それが五枚……つまり五万円の宿泊費を彼女は俺に支払おうとしている。

それはさすがに高すぎじゃないか!?

「あの……さすがに多すぎるかと」
「あら、異世界の技術を使わせてもらう上にほとぼりが冷めるまでお世話になるんだからこれくらい当然よ。足りないならもっと出すわ」
「いいえ!大丈夫です!」
「そう?じゃあ早速シャワー借りるわね。あ、覗いちゃだめよ?」
「覗きませんよ!!」

ぎょっとして反論するとエリシアは楽し気に笑いながら浴室に向かっていった。
思わぬところで得た初収入の金貨は少し重かった。


エリシアがのんびりバスタイムを楽しんでいる間に、俺は自分の部屋に向かい彼女の着替えを用意する。
一度も開封してない黒の長袖ティーシャツとこれまた未使用のちょっと有名なブランドのジャージである。
どちらも会社の忘年会でやったビンゴ大会で貰ったものだがサイズがレディースだった。俺には小さくて到底着られないので、そのうち母にでも押し付けようと思っていたものだ。

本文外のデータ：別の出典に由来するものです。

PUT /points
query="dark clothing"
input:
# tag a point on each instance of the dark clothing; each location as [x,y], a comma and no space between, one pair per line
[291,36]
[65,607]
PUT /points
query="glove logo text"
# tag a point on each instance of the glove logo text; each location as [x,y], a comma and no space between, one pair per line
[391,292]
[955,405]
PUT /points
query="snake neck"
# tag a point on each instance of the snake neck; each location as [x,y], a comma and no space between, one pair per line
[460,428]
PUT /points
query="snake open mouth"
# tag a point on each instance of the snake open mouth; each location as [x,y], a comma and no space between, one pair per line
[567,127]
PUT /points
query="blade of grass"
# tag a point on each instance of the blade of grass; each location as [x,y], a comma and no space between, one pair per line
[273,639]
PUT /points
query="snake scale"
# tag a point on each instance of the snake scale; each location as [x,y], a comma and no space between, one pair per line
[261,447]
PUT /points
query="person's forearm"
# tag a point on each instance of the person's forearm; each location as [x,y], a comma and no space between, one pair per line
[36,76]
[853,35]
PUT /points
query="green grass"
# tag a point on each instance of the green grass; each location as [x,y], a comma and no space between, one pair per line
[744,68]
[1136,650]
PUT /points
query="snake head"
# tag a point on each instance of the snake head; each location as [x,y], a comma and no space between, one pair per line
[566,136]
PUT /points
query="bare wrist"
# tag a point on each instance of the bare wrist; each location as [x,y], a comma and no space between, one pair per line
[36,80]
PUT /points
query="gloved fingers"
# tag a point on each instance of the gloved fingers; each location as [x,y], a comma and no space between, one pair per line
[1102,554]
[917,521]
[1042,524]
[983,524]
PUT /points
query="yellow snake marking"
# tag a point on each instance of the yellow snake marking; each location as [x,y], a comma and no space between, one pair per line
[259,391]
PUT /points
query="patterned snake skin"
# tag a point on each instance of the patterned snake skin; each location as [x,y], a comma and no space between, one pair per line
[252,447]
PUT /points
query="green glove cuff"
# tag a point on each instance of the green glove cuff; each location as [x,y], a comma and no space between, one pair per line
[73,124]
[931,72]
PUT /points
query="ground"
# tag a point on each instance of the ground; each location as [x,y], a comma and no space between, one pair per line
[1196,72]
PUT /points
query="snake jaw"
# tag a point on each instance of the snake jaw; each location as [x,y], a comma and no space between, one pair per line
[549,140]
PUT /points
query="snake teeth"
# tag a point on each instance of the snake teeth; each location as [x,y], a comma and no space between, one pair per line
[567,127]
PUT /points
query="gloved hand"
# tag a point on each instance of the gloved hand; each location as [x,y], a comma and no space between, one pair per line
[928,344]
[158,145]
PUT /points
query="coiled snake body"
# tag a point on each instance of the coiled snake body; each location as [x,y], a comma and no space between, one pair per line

エリシアさんなら着れるだろうし、多少大きくてダボっとしててもそれはそれでありだ!
萌袖になればなお良し!!

そんな期待を抱きつつ、着替えをリビングへ運んだあとはミニチュアフードを実体化させて夕食の準備に取り掛かる。


今日はこの前仕込んでいたエビフライだ。
着色していた透明粘土は良い感じに色が馴染んで揚げ物の色味になっている。
これをおろし金で擦り細かくしたらタッパーに入れる。そして仕込んで置いた中身の海老に薄く速乾ボンドをはけで塗り付け、タッパーへ投入。中でころころ転がせば衣が満遍なくついてくれた。
速乾ボンドが乾いたら、えびに纏わせた衣の上からこげ茶色に着色したレジンをソース代わりにかけて硬化ライトで固めれば出来上がりだ。

実体化したばかりのエビフライをお皿に盛り付けて、夕食に時間になったらあらかじめミニチュアを作り実体化させたうえで冷蔵庫に冷やしていたミニトマトと千切りキャベツを添えればオーケーだ。

さっき、実体化したお菓子結構食べてたしエリシアさんもすぐにお腹はすかないよな?